In her fine introduction, Barbara Tuchman asks, “Why is this book one of the great books of historical writing of the twentieth century?” She answers, “[Origo’s] success in resurrecting not only a personality whom we can recognize but also his times, his town, his marriage, his household, his country home, his friends and associates, makes for a work of extraordinary interest with that quality to grip and take hold of a reader that makes a book everlasting.” And as for Datini himself, the epicenter of this remarkable historical recreation, she writes, “the story of his achievement is something more significant than the mere record of the enrichment of a single man. In the extent and variety of his ventures, in his powers of organization, in his international outlook, in his swift adaptability to a society in turmoil, as in his own ambition, shrewdness, tenacity, anxiety, and greed, he is the forerunner of the businessman of today.”

Iris Origo, Marchesa of Val d’Orcia, was a British-born biographer and writer. She lived in Italy and devoted much of her life to the improvement of the Tuscan estate at La Foce, near Montepulciano, which she purchased with her husband in the 1920s. During the Second World War, she consistently sheltered refugee children and assisted many escaped Allied prisoners of war and partisans in defiance of Italy’s fascist regime and Nazi occupation forces.

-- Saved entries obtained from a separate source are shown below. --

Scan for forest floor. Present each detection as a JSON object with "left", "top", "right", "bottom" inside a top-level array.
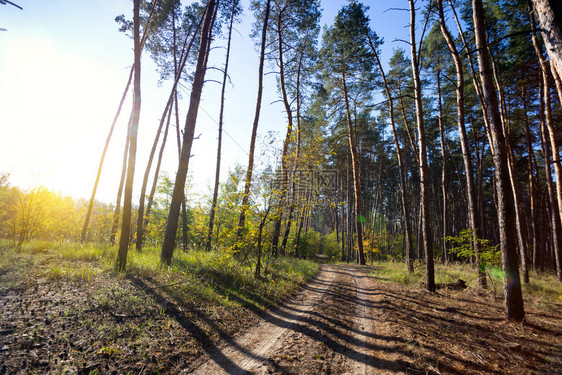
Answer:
[
  {"left": 189, "top": 264, "right": 562, "bottom": 374},
  {"left": 1, "top": 249, "right": 561, "bottom": 374}
]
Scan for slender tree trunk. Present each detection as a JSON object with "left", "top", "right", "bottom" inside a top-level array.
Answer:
[
  {"left": 136, "top": 91, "right": 175, "bottom": 251},
  {"left": 409, "top": 0, "right": 434, "bottom": 291},
  {"left": 370, "top": 38, "right": 413, "bottom": 273},
  {"left": 143, "top": 101, "right": 173, "bottom": 235},
  {"left": 438, "top": 0, "right": 487, "bottom": 287},
  {"left": 116, "top": 0, "right": 141, "bottom": 271},
  {"left": 488, "top": 47, "right": 530, "bottom": 284},
  {"left": 472, "top": 0, "right": 525, "bottom": 320},
  {"left": 342, "top": 73, "right": 365, "bottom": 265},
  {"left": 81, "top": 2, "right": 157, "bottom": 242},
  {"left": 109, "top": 114, "right": 132, "bottom": 245},
  {"left": 540, "top": 102, "right": 562, "bottom": 280},
  {"left": 235, "top": 0, "right": 272, "bottom": 251},
  {"left": 280, "top": 66, "right": 302, "bottom": 253},
  {"left": 160, "top": 0, "right": 217, "bottom": 265},
  {"left": 522, "top": 85, "right": 539, "bottom": 272},
  {"left": 206, "top": 2, "right": 236, "bottom": 251},
  {"left": 271, "top": 6, "right": 294, "bottom": 255},
  {"left": 436, "top": 66, "right": 448, "bottom": 265}
]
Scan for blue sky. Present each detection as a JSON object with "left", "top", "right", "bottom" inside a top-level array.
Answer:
[{"left": 0, "top": 0, "right": 413, "bottom": 203}]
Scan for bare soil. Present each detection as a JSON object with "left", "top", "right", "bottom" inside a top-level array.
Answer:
[{"left": 1, "top": 264, "right": 561, "bottom": 374}]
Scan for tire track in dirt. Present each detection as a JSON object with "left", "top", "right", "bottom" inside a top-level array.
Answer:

Barbara Tuchman was born to a life of wealth and privilege; her father owned The Nation and her mother was the daughter of a diplomat. These connections allowed her to pursue a career as an international researcher and foreign correspondent after her graduation from Radcliffe in 1933. These early experiences allowed her to gain an intimate knowledge of the realities of war and foreign policy, a knowledge that informed her later historical writing. Her books, including the two Pulitzer Prize winners The Guns of August and American Experience in China, 1911–45, are noted for their expansive, literary style that favors narrative over strict scholarship. Tuchman achieved both critical and popular success with this approach. Along with her two Pulitzer Prizes, she received a National Book Award, was selected for the National Endowment for the Humanities’ Jefferson Lecture, and served as the first female president of the American Academy of Arts and Letters.